# RIP Drake AND Alejandro



## danifacetastic (Nov 11, 2010)

So as some of you know Drake died on Friday night. (My ADF that I keep with my betta). He kept getting through the divider with the betta that nipped at him so when he died I assumed my betta either injured him or he was just stressed (I had had him less than a week). Well my other frog was doing fine and he jumped dividers once and got in the same section with the fish that attacked Drake but he seemed fine when I put him back. He was eating two blood worms a day and I had high hopes for him. When I came home today he was sitting on the new rock ornament I put in so I didn't mess with him. When I went to feed him though he didn't move...he was dead.

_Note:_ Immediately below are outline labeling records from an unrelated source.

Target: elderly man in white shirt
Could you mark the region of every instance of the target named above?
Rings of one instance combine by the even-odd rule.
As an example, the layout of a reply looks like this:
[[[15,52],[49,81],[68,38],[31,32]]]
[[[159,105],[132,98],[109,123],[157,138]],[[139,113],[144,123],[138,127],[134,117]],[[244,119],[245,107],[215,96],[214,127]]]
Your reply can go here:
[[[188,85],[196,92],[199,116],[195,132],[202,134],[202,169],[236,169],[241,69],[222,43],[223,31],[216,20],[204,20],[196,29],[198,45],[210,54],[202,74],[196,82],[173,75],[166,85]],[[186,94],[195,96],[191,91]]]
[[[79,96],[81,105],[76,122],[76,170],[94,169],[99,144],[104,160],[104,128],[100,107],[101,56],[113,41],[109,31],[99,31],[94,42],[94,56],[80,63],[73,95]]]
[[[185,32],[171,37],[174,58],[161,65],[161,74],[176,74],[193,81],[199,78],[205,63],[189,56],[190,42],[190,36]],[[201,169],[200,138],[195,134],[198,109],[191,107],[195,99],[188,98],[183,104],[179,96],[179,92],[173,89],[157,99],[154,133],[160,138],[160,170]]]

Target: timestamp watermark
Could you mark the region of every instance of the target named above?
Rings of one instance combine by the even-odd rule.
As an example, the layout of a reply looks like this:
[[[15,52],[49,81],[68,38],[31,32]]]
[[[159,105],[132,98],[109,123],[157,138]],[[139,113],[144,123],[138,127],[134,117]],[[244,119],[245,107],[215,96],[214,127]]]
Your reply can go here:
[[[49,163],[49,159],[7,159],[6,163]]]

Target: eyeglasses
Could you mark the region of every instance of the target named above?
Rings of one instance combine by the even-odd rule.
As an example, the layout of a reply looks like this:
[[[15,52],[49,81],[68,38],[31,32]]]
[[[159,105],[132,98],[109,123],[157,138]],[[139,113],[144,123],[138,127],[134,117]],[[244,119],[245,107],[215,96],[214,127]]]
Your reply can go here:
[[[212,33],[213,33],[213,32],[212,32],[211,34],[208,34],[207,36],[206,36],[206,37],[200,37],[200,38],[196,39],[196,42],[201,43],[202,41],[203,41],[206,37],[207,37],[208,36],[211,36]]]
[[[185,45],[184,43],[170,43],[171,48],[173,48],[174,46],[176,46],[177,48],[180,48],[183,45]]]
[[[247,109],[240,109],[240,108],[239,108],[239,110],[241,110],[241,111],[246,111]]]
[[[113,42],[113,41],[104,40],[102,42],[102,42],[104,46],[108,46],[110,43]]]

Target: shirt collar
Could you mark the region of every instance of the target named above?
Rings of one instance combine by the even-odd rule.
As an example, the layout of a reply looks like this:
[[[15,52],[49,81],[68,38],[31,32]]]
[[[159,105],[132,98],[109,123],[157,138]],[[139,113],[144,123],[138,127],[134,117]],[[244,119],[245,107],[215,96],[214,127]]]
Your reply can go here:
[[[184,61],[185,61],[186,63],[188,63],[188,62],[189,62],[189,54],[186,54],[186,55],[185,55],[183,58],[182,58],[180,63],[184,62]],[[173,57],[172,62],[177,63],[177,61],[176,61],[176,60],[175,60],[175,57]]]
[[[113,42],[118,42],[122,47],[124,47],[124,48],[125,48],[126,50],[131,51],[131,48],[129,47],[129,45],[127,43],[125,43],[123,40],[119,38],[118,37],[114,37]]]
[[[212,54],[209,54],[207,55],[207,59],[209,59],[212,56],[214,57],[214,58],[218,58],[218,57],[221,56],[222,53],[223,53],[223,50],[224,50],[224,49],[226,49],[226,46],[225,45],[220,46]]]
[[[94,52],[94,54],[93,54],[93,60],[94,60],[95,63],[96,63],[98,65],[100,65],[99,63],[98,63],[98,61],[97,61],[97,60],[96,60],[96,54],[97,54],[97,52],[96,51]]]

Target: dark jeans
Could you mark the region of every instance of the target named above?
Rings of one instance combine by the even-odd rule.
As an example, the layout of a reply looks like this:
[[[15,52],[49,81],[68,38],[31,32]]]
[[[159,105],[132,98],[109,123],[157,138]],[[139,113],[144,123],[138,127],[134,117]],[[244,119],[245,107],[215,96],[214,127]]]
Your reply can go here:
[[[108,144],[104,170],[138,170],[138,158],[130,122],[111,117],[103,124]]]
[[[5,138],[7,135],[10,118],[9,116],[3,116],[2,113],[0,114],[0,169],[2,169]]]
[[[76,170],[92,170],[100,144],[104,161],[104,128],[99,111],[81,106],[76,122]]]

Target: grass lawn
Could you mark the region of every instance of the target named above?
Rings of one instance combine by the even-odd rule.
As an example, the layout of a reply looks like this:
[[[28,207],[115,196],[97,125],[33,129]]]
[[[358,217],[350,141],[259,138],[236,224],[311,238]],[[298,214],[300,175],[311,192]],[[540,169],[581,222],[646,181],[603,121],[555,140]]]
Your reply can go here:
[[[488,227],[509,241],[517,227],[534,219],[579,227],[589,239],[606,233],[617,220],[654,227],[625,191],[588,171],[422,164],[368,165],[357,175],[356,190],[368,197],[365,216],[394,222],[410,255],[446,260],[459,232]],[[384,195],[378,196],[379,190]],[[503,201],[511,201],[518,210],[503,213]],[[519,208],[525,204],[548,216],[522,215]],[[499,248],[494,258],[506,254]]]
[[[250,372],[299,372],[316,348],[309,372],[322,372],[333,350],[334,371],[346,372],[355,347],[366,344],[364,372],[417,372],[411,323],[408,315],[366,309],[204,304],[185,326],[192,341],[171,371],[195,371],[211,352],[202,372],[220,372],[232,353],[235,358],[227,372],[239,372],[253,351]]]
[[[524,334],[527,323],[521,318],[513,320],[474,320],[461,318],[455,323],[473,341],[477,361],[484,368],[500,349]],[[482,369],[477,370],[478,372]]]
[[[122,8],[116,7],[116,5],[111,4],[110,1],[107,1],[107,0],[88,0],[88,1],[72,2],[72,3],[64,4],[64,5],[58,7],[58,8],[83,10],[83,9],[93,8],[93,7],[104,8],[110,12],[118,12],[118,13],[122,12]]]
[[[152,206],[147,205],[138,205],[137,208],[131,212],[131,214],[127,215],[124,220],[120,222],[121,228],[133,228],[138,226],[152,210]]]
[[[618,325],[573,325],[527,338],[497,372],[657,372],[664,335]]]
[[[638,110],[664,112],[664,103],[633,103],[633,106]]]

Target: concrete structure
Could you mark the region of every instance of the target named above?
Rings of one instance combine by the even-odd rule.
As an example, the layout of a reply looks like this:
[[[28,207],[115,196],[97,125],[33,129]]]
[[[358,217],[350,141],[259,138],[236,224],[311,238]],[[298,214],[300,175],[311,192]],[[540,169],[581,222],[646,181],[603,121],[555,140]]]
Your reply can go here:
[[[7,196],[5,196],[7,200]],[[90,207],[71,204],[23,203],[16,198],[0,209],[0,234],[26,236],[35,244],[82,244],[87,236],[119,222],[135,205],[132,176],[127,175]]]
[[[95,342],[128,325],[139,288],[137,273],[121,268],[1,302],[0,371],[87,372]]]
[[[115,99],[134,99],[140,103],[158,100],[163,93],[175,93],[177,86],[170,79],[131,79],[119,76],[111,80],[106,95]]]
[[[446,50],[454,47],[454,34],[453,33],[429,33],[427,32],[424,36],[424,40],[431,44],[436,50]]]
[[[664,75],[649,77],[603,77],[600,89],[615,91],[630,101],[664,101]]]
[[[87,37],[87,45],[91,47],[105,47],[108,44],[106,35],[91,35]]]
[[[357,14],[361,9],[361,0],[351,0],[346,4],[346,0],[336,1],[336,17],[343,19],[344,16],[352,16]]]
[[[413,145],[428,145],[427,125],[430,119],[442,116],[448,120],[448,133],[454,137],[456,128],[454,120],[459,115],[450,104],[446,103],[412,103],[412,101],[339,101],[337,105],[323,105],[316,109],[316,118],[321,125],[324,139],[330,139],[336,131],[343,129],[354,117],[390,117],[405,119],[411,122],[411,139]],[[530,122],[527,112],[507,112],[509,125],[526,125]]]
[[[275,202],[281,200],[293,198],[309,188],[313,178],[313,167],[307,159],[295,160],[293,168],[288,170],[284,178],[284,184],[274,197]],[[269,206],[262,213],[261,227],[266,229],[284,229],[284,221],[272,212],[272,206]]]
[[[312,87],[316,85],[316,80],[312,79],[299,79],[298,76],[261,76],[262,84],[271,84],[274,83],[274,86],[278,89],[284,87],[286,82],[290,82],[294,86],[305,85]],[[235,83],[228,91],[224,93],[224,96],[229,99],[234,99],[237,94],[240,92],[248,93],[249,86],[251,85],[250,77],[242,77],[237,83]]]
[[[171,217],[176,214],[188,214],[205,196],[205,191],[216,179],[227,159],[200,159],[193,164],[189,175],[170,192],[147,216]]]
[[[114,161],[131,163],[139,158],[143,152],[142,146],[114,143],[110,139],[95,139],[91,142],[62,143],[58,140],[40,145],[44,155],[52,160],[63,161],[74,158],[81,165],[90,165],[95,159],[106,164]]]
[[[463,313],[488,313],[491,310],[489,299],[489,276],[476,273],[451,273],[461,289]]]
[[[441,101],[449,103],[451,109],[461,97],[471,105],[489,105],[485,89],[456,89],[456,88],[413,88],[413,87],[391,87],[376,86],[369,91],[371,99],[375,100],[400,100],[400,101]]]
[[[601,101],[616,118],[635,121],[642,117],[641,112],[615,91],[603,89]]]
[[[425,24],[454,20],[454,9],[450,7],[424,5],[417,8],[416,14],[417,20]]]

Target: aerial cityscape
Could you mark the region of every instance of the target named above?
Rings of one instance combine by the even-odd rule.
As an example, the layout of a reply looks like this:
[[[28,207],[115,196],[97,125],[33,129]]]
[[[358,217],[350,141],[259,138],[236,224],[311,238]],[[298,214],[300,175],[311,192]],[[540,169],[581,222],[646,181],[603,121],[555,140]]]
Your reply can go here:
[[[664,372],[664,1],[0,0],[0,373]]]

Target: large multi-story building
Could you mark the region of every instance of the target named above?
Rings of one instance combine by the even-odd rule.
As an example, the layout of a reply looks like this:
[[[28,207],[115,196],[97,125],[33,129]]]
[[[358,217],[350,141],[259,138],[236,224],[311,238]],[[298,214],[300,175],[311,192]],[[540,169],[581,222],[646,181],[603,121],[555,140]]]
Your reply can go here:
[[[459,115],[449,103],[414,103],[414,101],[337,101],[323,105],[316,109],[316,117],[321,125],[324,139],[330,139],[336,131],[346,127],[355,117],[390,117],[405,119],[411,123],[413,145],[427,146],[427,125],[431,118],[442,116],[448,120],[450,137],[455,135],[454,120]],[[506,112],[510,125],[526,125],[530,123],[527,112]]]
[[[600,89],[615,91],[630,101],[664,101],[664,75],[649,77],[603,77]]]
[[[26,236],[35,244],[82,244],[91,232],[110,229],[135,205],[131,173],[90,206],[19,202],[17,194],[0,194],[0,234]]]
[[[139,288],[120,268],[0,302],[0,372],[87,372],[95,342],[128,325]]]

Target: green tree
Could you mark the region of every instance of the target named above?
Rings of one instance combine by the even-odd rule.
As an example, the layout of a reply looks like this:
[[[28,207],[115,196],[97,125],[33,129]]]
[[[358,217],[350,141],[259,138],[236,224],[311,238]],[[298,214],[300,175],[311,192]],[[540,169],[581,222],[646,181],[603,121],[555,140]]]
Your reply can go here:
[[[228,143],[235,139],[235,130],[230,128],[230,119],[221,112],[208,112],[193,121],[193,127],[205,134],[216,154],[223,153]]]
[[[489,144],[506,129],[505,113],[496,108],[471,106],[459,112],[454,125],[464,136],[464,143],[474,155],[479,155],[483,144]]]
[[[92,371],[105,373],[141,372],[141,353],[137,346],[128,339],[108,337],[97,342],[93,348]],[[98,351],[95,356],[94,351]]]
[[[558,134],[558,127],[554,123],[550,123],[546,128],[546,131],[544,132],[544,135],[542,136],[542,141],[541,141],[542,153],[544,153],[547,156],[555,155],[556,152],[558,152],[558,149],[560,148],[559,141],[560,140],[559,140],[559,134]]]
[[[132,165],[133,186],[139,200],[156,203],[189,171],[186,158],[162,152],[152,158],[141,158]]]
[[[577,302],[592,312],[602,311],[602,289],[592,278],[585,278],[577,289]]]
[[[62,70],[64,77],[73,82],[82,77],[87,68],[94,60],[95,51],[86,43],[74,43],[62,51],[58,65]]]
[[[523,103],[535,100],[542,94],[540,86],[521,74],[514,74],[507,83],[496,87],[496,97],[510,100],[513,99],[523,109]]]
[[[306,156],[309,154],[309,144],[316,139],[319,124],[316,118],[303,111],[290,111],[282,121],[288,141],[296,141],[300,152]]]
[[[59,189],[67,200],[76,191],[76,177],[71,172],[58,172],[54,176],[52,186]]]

What do you think went wrong with my two frogs? My fish seem absolutly fine. The one in the middle (with the least surface current) is making bubble nests every day. I don't know if the other two do because the air pump and the filter break up the water too much but they both seem very happy so what happened to my frogs?


----------



## BunniesLair (Jul 20, 2010)

I am so sorry.


----------



## danifacetastic (Nov 11, 2010)

It's alright. I did everything I could. Guess it just wasn't meant to be. Atleast now I don't have to stick my whole arm in the fish tank to feed them haha.


----------



## purplemuffin (Aug 12, 2010)

Honestly, I've never been too into ADFs for that reason--they are hard to 'read'... Both land/tree frogs and fish give better signals when they are sick/stressed than ADFS, so it's hard to know what happened... I'm sorry though, it's sad to lose an animal, and froggies are just so cute.


----------



## LikeDiscoSuperfly (Oct 18, 2010)

I'm sorry hun. =[ 
I have never had luck with them, so dont feel too bad. you did what you could I am sure!


----------



## danifacetastic (Nov 11, 2010)

Yeah. I did everything I knew how haha. It's alright though...they were complicated haha. Way more complicated than the fish.


----------